Open mikkeloscar opened 6 years ago
The main problem with this is, that we have a quite stable input from the ZMON scheduler into the queue. Once we reached the 0 length queue, we must not scale down again to keep the current worker throughput.
What about exposing another value than queue length? E.g. "scheduled checks per minute" or whatever makes sense for the workers, then you have a number that will not be 0.
Just an idea: If zmon-scheduler exposes a count of scheduled events in prometheus format, then we could use a prometheus query as the metric source for scaling e.g. events per min.
up, let us start discussing this again.
Maybe queue length aggregated over a specified time frame is good enough.
It could work like this:
sum(rate(queue_size{}[5m]))
This should work without exposing zmon-scheduler stats, because the rate will be the same and not fluctuate too much.
@szuecs We wouldn't need the zmon check, we can simply have an HPA based on prometheus query: https://github.com/zalando-incubator/kube-metrics-adapter#example-external-metric
true, but if you need more logic you can do this in zmon check
We should scale the number of zmon-workers running in Kubernetes based on the redis queue length. Since we now have custom metrics available in our Kubernetes setup we can do it by exposing a metric from the pods and scale based on that.

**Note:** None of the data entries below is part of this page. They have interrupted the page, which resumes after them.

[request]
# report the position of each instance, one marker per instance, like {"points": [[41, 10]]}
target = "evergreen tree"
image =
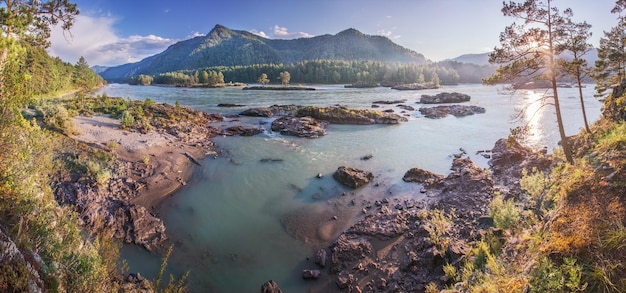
{"points": [[610, 68], [530, 48], [576, 41]]}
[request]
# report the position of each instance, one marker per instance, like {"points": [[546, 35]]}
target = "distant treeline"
{"points": [[49, 75], [326, 72]]}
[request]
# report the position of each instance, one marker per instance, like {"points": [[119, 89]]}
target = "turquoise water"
{"points": [[241, 222]]}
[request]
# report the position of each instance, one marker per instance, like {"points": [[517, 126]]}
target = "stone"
{"points": [[320, 258], [418, 175], [299, 126], [352, 177], [270, 287], [454, 110], [444, 98], [310, 274], [258, 112]]}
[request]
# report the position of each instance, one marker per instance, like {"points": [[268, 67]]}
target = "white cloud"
{"points": [[94, 39], [259, 33], [282, 33], [279, 32]]}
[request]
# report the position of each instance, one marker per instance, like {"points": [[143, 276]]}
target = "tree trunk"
{"points": [[559, 119]]}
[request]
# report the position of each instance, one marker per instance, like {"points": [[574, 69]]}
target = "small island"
{"points": [[279, 88]]}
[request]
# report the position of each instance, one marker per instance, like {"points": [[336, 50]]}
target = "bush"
{"points": [[504, 213], [127, 120]]}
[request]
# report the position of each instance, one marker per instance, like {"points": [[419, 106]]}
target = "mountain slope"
{"points": [[225, 47]]}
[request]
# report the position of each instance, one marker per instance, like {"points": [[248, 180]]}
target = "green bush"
{"points": [[504, 213], [127, 120]]}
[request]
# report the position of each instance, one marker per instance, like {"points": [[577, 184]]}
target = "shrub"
{"points": [[127, 120], [504, 213]]}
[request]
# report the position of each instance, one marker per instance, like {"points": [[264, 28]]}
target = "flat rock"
{"points": [[455, 110], [418, 175], [352, 177], [299, 126], [444, 98]]}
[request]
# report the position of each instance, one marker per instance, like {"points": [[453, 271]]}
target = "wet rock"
{"points": [[299, 126], [258, 112], [413, 87], [344, 280], [455, 110], [418, 175], [352, 177], [444, 98], [228, 105], [270, 287], [387, 102], [242, 131], [310, 274], [320, 258], [344, 115], [14, 261]]}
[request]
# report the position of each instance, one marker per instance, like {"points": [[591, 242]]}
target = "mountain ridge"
{"points": [[227, 47]]}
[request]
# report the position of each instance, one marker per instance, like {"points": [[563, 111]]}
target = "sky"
{"points": [[115, 32]]}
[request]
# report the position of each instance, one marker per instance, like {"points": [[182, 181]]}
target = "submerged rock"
{"points": [[444, 98], [352, 177], [422, 176], [455, 110], [258, 112], [299, 126], [270, 287], [241, 131]]}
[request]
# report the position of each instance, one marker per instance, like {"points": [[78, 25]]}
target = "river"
{"points": [[240, 221]]}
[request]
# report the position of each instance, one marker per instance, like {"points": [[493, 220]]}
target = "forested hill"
{"points": [[225, 47]]}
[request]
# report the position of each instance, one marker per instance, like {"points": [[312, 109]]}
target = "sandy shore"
{"points": [[162, 157]]}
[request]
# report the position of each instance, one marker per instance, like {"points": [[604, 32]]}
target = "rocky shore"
{"points": [[146, 168], [403, 247]]}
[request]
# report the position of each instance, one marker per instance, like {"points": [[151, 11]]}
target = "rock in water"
{"points": [[310, 274], [299, 126], [443, 98], [270, 287], [422, 176], [352, 177], [320, 258]]}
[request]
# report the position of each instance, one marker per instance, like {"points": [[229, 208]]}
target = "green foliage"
{"points": [[127, 120], [548, 277], [439, 225], [320, 71], [173, 286], [536, 184], [56, 116], [504, 213]]}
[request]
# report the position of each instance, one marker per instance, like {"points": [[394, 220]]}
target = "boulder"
{"points": [[413, 87], [320, 258], [387, 102], [270, 287], [344, 115], [455, 110], [352, 177], [258, 112], [241, 131], [310, 274], [422, 176], [299, 126], [444, 98]]}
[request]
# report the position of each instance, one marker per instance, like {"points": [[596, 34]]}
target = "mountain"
{"points": [[99, 68], [477, 59], [225, 47]]}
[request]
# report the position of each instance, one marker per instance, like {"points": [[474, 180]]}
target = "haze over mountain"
{"points": [[225, 47]]}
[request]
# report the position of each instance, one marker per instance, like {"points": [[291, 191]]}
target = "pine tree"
{"points": [[528, 50]]}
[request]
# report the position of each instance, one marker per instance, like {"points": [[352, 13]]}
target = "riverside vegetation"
{"points": [[560, 228]]}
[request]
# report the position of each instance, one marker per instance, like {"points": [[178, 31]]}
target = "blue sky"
{"points": [[113, 32]]}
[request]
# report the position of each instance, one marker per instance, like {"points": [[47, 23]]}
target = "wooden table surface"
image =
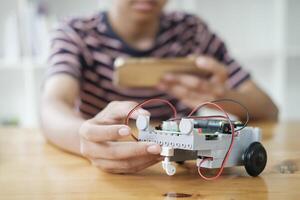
{"points": [[32, 169]]}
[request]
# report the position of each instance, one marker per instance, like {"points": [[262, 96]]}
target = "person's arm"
{"points": [[96, 138], [193, 91]]}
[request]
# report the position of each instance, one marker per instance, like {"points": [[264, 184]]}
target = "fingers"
{"points": [[218, 70], [118, 150], [101, 133], [126, 166]]}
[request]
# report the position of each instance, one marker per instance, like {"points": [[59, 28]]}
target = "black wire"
{"points": [[241, 105]]}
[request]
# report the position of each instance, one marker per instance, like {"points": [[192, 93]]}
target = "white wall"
{"points": [[262, 34]]}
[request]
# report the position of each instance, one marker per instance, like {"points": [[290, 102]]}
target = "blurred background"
{"points": [[263, 35]]}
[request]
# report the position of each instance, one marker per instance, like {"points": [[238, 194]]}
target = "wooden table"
{"points": [[32, 169]]}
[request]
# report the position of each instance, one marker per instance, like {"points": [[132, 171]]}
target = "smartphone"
{"points": [[147, 72]]}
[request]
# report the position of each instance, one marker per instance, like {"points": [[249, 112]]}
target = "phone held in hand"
{"points": [[147, 72]]}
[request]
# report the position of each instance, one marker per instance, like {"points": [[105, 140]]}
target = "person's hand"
{"points": [[99, 141], [192, 89]]}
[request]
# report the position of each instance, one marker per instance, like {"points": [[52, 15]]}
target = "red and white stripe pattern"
{"points": [[86, 49]]}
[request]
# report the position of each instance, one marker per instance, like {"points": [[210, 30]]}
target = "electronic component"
{"points": [[213, 141]]}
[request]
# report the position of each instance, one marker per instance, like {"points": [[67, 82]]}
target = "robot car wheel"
{"points": [[255, 159]]}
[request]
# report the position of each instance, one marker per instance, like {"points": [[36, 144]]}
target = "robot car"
{"points": [[199, 139]]}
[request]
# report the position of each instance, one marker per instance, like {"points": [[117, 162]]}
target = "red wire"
{"points": [[147, 102], [230, 146], [194, 117]]}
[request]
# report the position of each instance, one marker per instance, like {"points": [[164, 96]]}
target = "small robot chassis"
{"points": [[199, 139]]}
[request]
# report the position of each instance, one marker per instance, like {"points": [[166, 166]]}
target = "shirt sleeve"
{"points": [[208, 43], [65, 52]]}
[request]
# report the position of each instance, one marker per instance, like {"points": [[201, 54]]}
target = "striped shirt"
{"points": [[86, 49]]}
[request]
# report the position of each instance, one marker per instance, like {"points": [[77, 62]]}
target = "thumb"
{"points": [[118, 110]]}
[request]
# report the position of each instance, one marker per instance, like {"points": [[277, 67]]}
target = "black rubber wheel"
{"points": [[255, 159], [180, 162]]}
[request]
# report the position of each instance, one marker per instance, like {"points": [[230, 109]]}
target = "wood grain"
{"points": [[32, 169]]}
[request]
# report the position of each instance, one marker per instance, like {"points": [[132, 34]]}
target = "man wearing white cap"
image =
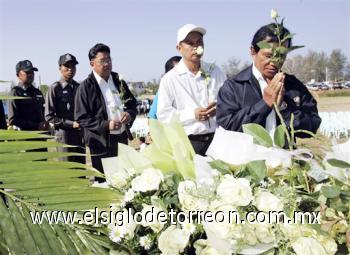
{"points": [[190, 89]]}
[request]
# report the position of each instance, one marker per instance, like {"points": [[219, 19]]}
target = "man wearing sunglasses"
{"points": [[27, 114]]}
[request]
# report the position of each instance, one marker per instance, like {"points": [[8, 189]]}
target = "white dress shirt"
{"points": [[112, 100], [270, 124], [181, 92]]}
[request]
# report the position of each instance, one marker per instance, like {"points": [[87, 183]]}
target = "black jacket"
{"points": [[240, 102], [26, 113], [59, 108], [90, 110]]}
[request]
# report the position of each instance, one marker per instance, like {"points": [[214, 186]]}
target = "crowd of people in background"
{"points": [[99, 112]]}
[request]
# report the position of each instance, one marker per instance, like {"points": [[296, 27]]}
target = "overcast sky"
{"points": [[142, 34]]}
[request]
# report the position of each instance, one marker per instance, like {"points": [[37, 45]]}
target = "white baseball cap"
{"points": [[186, 29]]}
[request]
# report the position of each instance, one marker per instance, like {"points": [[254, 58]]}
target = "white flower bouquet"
{"points": [[182, 203]]}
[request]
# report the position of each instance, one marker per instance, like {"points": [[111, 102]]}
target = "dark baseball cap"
{"points": [[64, 59], [25, 65]]}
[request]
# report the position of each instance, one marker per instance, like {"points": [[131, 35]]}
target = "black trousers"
{"points": [[111, 151], [71, 137], [201, 143]]}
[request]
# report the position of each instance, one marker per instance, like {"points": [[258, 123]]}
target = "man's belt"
{"points": [[201, 138]]}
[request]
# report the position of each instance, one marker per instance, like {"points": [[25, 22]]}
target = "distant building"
{"points": [[137, 87]]}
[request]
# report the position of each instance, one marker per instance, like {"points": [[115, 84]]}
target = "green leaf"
{"points": [[257, 170], [279, 137], [8, 230], [338, 163], [221, 166], [330, 191], [264, 45], [294, 48], [287, 36], [260, 135]]}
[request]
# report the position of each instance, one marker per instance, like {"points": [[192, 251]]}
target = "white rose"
{"points": [[273, 14], [235, 191], [249, 235], [149, 180], [188, 227], [199, 50], [118, 179], [188, 198], [266, 202], [308, 246], [264, 233], [145, 242], [128, 196], [278, 157], [172, 240], [125, 230], [150, 218], [328, 244]]}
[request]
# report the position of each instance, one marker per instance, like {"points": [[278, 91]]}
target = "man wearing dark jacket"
{"points": [[249, 96], [27, 114], [104, 107], [59, 109]]}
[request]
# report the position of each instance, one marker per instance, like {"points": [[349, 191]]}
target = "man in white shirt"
{"points": [[104, 107], [190, 90]]}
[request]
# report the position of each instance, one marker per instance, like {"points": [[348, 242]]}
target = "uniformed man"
{"points": [[27, 114], [59, 109]]}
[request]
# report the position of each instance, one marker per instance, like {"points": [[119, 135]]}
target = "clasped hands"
{"points": [[203, 114], [274, 91]]}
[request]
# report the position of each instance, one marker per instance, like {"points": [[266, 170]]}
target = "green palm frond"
{"points": [[19, 235], [49, 184]]}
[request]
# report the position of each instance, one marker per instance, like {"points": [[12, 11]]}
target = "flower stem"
{"points": [[290, 146]]}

If each zmon-worker could expose the current redis queue length in a json metrics enpoint, then we could use the Horizontal Pod Autoscaler configuration described here: https://github.com/zalando-incubator/kube-metrics-adapter#example to do the scaling. This would allow us to run with a baseline of 1 zmon-worker in each cluster and only scale up when needed.
The alternative to the json metrics enpoint could be to scale on a ZMON check but it would not make sense to depend on ZMON in order to scale... ZMON. :)